Our panel included a discussion on what is ahead for 2021 and how the challenges of COVID-19 will lead to lasting changes for hospitals and health systems, with Lloyd Dean (CEO, CommonSpirit), Melinda Estes, MD (President and CEO, St. Luke’s Health System) and Jaewon Ryu, MD (President and CEO, Geisinger). These top healthcare leaders discussed the short- and long-term impact of COVID-19 on hospitals and health systems and their strategic business priorities in 2021 and beyond with moderator Kerrin Slattery (Partner, McDermott Will & Emery).

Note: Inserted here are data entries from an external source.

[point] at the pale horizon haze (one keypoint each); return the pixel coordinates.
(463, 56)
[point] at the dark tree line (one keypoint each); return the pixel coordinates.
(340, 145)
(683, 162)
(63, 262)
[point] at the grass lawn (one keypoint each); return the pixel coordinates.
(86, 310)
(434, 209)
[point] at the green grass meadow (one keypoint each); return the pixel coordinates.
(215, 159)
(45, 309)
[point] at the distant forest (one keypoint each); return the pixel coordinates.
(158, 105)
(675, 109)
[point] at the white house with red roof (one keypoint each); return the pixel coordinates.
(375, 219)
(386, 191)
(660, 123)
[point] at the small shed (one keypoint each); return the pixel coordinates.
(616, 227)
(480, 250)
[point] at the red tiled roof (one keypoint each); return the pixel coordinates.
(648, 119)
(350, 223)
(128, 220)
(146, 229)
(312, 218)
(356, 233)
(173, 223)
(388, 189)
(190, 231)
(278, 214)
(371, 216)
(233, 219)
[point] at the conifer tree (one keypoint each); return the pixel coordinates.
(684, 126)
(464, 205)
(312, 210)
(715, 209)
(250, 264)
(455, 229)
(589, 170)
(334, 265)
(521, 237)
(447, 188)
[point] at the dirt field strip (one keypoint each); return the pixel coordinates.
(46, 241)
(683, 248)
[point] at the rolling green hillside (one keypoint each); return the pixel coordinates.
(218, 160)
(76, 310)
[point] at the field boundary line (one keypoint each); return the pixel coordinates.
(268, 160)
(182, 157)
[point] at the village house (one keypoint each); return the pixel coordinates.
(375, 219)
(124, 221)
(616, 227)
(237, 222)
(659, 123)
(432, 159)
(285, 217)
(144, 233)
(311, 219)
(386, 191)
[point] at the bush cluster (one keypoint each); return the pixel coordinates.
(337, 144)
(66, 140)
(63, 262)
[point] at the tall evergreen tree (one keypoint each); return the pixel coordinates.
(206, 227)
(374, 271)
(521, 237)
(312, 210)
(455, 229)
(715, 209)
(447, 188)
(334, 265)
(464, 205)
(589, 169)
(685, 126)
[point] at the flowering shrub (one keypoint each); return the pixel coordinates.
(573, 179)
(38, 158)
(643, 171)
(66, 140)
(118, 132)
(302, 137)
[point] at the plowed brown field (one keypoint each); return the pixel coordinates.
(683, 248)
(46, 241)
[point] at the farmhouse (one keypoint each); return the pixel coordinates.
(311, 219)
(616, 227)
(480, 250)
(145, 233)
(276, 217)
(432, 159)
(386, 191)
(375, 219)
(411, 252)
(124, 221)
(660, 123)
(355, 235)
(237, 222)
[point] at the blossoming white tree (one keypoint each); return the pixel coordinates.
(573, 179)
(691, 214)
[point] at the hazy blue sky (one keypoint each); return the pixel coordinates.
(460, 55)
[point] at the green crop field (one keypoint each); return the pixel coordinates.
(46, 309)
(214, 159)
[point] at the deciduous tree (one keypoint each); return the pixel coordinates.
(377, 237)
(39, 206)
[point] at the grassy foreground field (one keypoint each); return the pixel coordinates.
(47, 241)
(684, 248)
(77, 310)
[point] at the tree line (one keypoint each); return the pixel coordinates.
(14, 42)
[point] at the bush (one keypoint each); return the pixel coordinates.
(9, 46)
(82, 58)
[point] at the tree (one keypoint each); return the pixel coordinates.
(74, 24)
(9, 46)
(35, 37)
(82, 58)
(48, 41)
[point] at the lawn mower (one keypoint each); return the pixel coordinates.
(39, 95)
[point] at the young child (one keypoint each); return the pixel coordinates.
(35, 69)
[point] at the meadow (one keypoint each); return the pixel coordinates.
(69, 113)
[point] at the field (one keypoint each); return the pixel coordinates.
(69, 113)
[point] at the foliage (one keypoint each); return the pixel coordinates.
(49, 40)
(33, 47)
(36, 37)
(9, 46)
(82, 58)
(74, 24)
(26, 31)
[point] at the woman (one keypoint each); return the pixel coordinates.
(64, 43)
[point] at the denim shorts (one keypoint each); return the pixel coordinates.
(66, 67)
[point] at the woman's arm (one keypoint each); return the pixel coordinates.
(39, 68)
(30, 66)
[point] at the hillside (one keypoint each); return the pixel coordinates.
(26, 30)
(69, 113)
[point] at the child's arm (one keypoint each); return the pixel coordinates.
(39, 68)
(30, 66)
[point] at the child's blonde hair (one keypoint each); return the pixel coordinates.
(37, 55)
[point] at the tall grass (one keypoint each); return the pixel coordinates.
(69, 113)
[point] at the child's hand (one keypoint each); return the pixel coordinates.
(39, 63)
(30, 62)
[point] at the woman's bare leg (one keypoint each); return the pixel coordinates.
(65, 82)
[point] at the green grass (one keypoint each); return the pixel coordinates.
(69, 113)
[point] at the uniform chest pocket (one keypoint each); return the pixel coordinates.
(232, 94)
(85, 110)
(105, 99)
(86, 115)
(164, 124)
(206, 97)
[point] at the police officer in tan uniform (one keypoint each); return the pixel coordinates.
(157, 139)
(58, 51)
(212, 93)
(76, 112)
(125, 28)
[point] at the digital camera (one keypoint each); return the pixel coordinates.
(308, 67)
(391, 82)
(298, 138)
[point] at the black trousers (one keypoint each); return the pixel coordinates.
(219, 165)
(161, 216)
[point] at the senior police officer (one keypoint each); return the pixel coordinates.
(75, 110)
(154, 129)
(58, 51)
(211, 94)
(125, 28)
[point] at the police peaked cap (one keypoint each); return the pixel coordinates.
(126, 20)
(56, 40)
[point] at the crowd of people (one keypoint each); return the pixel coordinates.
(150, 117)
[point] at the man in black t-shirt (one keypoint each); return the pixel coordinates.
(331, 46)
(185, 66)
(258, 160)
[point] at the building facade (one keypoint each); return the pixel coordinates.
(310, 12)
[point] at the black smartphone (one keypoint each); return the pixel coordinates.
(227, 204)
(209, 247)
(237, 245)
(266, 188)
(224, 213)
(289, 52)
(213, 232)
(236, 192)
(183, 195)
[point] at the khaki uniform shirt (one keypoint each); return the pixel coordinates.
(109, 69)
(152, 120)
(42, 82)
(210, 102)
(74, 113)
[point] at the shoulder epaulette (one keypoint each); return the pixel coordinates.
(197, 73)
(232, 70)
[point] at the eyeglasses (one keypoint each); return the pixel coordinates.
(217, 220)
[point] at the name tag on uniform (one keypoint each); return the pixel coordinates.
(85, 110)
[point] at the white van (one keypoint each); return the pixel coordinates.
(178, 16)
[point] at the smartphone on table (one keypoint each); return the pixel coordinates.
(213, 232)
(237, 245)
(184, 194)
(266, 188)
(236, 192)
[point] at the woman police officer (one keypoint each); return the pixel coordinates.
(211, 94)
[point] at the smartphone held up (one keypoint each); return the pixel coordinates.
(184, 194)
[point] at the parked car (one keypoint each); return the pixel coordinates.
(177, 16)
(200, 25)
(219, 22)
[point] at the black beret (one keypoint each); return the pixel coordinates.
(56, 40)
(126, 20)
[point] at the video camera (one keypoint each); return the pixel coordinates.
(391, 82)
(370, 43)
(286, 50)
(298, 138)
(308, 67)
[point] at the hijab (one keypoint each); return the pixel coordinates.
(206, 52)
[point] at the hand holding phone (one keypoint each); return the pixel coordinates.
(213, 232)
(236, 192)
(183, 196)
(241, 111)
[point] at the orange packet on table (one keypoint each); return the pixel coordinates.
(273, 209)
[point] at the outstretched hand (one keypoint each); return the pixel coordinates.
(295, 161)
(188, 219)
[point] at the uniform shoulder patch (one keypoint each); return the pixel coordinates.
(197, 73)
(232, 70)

Below are the top takeaways for McDermott Will & Emery and EY during the 2021 J.P. Morgan Healthcare Conference: Hospital and Health System CEO Panel: Strategic Business Priorities, click here to access the full webinar.

Access the PDF here.

HOW 2020 PRIORITIES WILL SUSTAIN AND PROVE HELPFUL IN 2021 AND BEYOND
For hospitals and health systems, 2020 began and was primarily focused on issues like cost and payment models, Medicaid expansion and the wellbeing of clinical providers, including physicians, where statistics cite 40% are burned out. SinceCOVID-19, hospitals instantly pivoted to healing their communities and their staff, as well as rejuvenating the delivery system. “I was very pleased to chair a task force on COVID-19 pathways to recovery that produced a dynamic document [...]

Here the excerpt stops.